Started in 2013, Inspire Ventures also contributed to aCommerce’s June round. Its founding partners are two veterans of Vietnam business, Tony Williams and Tom Kim, who are also seeking investments in Vietnam.
Softbaked’s dashboard, Page365, enables Facebook sellers in Thai or Vietnamese to analyse customer data and automate responses to queries.
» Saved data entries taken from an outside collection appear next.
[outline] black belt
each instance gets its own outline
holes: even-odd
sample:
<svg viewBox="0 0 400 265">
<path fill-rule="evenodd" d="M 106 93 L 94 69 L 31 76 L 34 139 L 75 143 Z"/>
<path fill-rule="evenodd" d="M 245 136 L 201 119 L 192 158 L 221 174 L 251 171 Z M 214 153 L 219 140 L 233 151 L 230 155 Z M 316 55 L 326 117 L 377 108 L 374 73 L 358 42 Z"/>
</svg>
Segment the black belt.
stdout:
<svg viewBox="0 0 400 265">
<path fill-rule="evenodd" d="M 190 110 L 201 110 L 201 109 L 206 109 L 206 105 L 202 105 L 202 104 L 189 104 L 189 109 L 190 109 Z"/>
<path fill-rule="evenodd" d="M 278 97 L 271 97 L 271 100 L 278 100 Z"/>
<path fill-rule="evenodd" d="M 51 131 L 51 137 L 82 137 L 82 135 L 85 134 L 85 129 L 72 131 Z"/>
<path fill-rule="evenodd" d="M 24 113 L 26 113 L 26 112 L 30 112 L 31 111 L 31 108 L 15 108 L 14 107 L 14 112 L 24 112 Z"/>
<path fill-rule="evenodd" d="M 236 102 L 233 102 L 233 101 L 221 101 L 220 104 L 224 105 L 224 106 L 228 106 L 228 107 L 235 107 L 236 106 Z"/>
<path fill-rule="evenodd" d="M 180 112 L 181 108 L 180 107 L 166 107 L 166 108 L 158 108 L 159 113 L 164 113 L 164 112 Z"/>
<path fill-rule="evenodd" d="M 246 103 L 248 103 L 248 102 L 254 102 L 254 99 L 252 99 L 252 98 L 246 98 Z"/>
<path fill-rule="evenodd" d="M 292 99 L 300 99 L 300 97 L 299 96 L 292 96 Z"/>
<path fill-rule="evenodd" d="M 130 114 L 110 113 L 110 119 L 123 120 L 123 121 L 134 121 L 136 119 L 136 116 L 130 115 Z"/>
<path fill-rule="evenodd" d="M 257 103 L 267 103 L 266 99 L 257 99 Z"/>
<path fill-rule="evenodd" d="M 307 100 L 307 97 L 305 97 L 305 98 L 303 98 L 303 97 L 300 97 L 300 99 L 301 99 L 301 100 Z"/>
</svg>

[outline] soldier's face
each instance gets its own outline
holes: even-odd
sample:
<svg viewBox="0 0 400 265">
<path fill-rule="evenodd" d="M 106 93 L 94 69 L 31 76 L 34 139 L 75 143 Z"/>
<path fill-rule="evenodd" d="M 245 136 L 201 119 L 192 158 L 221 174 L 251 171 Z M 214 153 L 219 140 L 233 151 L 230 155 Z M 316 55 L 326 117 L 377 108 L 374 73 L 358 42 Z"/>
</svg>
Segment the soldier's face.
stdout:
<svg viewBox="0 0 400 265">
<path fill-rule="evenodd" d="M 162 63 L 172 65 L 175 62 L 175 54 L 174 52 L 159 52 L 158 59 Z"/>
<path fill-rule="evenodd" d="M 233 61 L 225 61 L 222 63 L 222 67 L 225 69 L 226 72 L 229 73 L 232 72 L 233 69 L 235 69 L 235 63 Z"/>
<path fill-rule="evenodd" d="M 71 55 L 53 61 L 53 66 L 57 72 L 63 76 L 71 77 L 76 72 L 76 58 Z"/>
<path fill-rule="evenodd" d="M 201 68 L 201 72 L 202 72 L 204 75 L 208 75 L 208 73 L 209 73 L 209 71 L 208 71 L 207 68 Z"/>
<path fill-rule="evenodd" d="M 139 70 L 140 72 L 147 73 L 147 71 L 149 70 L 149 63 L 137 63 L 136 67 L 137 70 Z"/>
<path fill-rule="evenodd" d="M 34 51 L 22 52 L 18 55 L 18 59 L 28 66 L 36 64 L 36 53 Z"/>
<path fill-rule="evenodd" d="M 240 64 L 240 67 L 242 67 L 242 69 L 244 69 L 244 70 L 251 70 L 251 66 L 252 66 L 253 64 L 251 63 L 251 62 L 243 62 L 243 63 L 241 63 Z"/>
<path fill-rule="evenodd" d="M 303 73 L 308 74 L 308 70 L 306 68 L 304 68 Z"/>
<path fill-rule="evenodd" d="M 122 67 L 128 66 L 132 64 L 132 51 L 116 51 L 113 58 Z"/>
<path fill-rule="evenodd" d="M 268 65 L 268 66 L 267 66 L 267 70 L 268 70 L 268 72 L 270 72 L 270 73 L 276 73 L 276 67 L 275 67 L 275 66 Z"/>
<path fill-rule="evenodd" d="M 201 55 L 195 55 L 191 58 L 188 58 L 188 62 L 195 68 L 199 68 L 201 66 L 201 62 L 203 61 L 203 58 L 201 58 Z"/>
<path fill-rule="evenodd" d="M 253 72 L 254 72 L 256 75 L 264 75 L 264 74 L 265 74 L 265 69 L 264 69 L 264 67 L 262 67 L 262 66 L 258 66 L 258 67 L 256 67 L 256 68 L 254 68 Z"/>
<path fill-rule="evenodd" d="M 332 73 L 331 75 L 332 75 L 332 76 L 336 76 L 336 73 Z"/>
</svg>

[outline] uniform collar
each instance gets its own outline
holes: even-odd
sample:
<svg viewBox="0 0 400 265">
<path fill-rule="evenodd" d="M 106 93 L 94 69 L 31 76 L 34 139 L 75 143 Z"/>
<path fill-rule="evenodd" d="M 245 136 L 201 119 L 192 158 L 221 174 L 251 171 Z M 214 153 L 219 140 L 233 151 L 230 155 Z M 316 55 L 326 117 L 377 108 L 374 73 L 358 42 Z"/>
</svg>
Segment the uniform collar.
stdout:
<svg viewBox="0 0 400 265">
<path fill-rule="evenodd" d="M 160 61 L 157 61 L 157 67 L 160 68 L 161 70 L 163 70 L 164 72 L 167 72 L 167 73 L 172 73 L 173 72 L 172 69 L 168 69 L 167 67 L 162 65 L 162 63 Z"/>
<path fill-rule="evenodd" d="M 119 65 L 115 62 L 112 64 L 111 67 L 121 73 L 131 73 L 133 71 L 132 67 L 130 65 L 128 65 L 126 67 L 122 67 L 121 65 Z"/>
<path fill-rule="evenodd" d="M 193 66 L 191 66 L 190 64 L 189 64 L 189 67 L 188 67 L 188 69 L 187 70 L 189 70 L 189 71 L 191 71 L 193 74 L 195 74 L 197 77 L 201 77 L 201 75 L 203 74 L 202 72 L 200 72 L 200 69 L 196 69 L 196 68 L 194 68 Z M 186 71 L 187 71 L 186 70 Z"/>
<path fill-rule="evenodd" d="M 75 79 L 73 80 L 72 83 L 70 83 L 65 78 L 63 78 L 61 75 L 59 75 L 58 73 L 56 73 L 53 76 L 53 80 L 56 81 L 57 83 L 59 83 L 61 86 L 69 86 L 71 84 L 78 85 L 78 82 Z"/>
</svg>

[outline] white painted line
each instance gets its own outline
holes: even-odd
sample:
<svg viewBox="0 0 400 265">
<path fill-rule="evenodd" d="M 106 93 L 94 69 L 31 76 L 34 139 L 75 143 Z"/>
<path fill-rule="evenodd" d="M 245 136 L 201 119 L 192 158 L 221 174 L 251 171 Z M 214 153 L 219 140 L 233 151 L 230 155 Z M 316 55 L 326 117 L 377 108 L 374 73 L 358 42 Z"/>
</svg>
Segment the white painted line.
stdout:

It also provides payment services.
Originally a paid subscription, Page365 is now free; the plan is to earn revenue by taking a commission from its logistics and payment partners.
The three-year-old company says it has more than 9,000 merchant customers that have served 4.4 million shoppers.
Wongnai, a Yelp-like Thai-language site and app for restaurant reviews in major Thai cities, won a second round of funding in May, though CEO Yod Chinsupakul wouldn’t say how much.
Just a year before, Wongnai (‘insider’ in the Thai language) raised US$500,000 in Series A funds from Silicon Valley’s Recruit Strategic Partners.
In October, app and website Wongnai Beauty made their debut. Users review and rate Bangkok hair salons, spas, and cosmetic surgery and dental clinics.
Yod eventually plans to have online reviews for “every other type of local business.”
Honourable mentions
Technically they aren’t locals, but honourable mention perhaps should go to two mobile app companies with strong Thailand ties.
HotelQuickly, a last-minute booking app, won US$4.5 million in July in a round led by Japanese mobile game-maker GREE.
Although all founders are Westerners and the company is officially headquartered in Hong Kong and the Cayman Islands, most of HotelQuickly’s top executives and IT staff are based in Bangkok.
A contributor to that July round was Bill Heinecke, the American-Thai founder and CEO of Minor International, owner of the Anantara hotels in South-East Asia and Maldives.
Then there’s a messaging app for enterprises, Eko App, launched in September 2013. The company is primarily based in New York, but it has a Bangkok office and its CE0 and cofounder is 20-year-old Korawad Chearavanont, a US college student and a member of the Sino-Thai family that runs the multinational CP conglomerate.
Despite considerable competition in the mobile business-messaging space, EKO in April secured US$1 million in seed funding led by Silicon Valley’s prodigious 500 Startups.
Korawad’s experience with New Jersey’s Tigerlabs’ incubation programme inspired his father to create True InCube, an in-house incubator that ran its first programme for Thai entrepreneurs last year.
Suphachai Chearavanont is CEO of the True Group, which encompasses mobile phone services, pay TV, ISPs (Internet service providers), Internet cafes, and www.weloveshopping.com.
Susan Cunningham is a veteran US journalist based in Thailand. Her work has appeared in Forbes Asia, Economist Intelligence Unit, Wall Street Journal Asia and Los Angeles Review of Books.